California Jerry Brown yesterday signed AB 417, Assembly Member Jim Frazier’s bill to exempt bicycle plans from provisions of the California Environmental Quality Act (CEQA).
In June 2005, San Francisco adopted its Bicycle Plan, a five year plan to fund and implement various improvements to bicycle facilities in the city. Transportation staffers determined that the plan was exempt from the CEQA based upon their finding that there was no possibility that the bicycle plan would have significant impacts on the environment.

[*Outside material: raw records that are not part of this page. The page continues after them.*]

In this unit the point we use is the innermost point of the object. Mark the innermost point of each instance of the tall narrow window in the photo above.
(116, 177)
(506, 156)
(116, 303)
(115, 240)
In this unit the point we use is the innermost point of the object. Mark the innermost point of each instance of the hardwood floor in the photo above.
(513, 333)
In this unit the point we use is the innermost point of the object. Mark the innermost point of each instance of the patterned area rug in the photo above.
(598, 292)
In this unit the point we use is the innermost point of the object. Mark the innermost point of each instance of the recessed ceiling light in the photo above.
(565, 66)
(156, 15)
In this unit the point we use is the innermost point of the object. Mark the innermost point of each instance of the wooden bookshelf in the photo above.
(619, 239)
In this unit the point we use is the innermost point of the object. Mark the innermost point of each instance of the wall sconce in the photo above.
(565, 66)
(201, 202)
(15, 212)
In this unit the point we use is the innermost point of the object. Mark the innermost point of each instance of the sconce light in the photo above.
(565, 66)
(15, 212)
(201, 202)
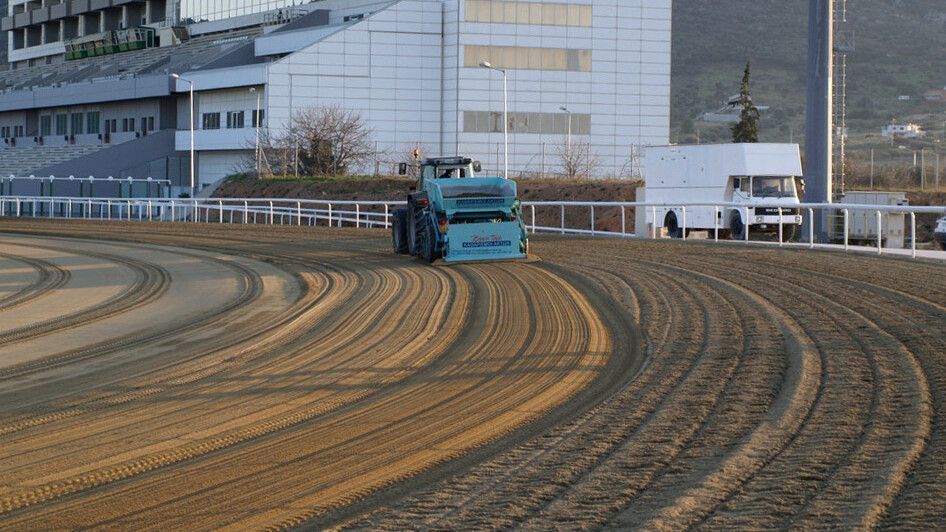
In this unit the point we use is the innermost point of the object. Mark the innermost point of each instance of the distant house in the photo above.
(935, 95)
(729, 112)
(906, 131)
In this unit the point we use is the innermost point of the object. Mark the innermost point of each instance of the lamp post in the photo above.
(488, 65)
(568, 143)
(193, 171)
(259, 119)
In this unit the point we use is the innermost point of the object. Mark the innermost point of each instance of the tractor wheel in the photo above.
(673, 227)
(428, 243)
(789, 232)
(399, 231)
(737, 229)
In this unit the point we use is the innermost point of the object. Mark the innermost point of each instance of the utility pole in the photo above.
(820, 106)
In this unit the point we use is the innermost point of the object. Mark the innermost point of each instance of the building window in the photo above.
(521, 58)
(234, 119)
(258, 119)
(211, 121)
(533, 13)
(76, 123)
(92, 122)
(530, 123)
(62, 122)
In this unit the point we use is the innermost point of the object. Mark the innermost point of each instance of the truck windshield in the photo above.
(773, 187)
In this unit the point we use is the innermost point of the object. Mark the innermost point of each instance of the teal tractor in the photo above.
(457, 216)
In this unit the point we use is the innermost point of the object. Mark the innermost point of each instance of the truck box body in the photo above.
(862, 224)
(721, 174)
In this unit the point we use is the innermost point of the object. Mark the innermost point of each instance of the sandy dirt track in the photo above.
(310, 378)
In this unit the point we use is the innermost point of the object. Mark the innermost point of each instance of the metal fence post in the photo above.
(913, 233)
(880, 236)
(847, 229)
(716, 223)
(653, 223)
(811, 228)
(746, 230)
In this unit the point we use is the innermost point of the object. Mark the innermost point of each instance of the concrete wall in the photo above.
(627, 91)
(387, 68)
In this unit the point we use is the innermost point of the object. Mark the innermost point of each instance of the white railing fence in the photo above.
(377, 214)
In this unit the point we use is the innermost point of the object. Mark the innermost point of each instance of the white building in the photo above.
(409, 67)
(906, 131)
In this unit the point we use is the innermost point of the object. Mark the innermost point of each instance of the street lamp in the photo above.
(569, 141)
(193, 172)
(258, 120)
(488, 65)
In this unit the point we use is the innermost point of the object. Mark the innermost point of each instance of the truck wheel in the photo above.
(789, 232)
(399, 231)
(736, 228)
(428, 244)
(673, 228)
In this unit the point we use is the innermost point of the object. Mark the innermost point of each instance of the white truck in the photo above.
(746, 175)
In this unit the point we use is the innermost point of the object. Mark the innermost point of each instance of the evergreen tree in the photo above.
(747, 129)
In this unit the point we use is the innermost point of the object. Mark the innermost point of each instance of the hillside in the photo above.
(899, 47)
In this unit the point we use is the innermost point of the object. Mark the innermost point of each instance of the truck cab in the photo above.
(447, 168)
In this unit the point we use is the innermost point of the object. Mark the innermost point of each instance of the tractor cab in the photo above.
(447, 168)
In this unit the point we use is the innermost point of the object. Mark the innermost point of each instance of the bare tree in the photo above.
(576, 159)
(319, 141)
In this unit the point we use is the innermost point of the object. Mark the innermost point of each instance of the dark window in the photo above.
(62, 122)
(92, 122)
(211, 121)
(234, 119)
(77, 123)
(259, 118)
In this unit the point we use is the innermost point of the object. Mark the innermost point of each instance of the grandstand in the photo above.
(26, 161)
(94, 80)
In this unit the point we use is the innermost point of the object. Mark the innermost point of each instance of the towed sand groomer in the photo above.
(457, 216)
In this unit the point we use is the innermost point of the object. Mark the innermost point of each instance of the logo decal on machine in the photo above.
(491, 241)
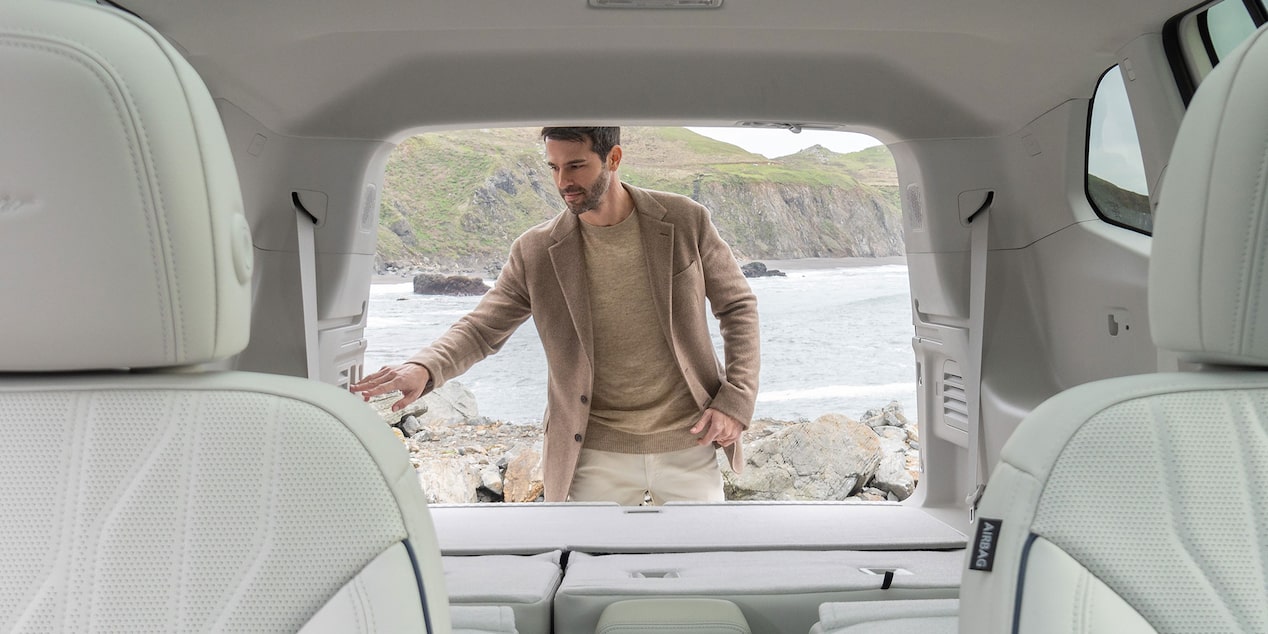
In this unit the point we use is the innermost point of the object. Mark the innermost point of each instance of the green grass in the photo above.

Rob Anderson and other petitioners famously sued the city to slow or halt implementation of the plan, claiming the bike plan could have significant environmental impacts. The court immediately enjoined the city from implementing its plan and, in 2007, ruled an environment impact report (EIR) is necessary for the plan to move forward. The city prepared and certified the EIR for the bike plan in 2009 and they’ve been going gangbusters on new bike facilities ever since. You can read the details of that legal saga here.

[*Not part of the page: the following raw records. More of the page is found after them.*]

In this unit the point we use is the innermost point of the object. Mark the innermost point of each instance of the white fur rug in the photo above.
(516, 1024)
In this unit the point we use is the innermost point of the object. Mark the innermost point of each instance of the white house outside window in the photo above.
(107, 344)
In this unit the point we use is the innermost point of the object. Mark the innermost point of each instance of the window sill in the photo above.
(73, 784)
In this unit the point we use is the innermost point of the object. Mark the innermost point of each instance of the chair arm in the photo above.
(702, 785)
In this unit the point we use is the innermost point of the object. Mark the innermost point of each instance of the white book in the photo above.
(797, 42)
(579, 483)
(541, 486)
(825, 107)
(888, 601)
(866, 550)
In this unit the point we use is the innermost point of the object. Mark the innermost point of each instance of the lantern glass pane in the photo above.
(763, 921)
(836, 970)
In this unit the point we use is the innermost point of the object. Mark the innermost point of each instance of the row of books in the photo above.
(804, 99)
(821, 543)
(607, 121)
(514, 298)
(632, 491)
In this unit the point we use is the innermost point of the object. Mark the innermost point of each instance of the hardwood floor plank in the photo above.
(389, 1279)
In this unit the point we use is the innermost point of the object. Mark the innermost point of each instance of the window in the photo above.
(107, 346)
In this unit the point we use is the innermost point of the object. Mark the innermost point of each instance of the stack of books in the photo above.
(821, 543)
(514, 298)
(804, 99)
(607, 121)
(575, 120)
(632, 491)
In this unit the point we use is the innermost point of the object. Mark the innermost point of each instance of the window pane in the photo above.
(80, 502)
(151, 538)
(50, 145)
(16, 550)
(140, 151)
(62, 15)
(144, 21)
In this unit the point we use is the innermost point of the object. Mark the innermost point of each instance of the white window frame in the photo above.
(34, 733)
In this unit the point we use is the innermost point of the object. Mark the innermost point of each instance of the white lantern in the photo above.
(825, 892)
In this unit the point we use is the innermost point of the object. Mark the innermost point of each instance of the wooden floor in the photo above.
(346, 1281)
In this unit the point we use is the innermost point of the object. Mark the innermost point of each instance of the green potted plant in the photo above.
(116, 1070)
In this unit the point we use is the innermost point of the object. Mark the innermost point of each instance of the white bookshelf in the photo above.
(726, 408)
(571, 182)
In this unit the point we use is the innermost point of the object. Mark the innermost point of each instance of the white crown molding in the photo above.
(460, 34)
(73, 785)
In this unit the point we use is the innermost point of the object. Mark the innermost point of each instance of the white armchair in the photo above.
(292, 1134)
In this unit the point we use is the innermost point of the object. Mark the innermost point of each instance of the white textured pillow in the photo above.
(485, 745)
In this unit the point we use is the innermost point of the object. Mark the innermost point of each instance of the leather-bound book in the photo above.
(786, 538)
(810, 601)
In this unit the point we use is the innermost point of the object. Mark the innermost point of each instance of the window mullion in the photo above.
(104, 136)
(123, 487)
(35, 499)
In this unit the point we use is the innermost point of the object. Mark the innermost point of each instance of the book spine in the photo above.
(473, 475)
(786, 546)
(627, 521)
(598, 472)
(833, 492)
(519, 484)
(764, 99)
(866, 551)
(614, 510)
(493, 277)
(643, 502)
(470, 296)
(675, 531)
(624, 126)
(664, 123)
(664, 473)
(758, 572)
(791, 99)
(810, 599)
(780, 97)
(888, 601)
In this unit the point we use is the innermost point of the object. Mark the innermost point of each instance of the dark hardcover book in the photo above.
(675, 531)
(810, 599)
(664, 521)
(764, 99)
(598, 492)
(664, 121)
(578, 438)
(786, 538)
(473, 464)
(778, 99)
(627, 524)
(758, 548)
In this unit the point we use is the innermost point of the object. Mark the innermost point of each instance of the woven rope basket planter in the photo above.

The lawsuit had a chilling effect on the creation and implementation of local bike plans statewide. Frazier introduced AB 417 to remove what some observors believe is an abuse of the environmental review process.
AB 417, which is among the bills in the California Bicycle Coalition list of important bicycle legislation, exempts a bicycle transportation plan in an urbanized area from CEQA review. AB 417 also exempts agencies from preparing a traffic and safety impact assessment for certain bike lane projects. The law will sunset in 2018.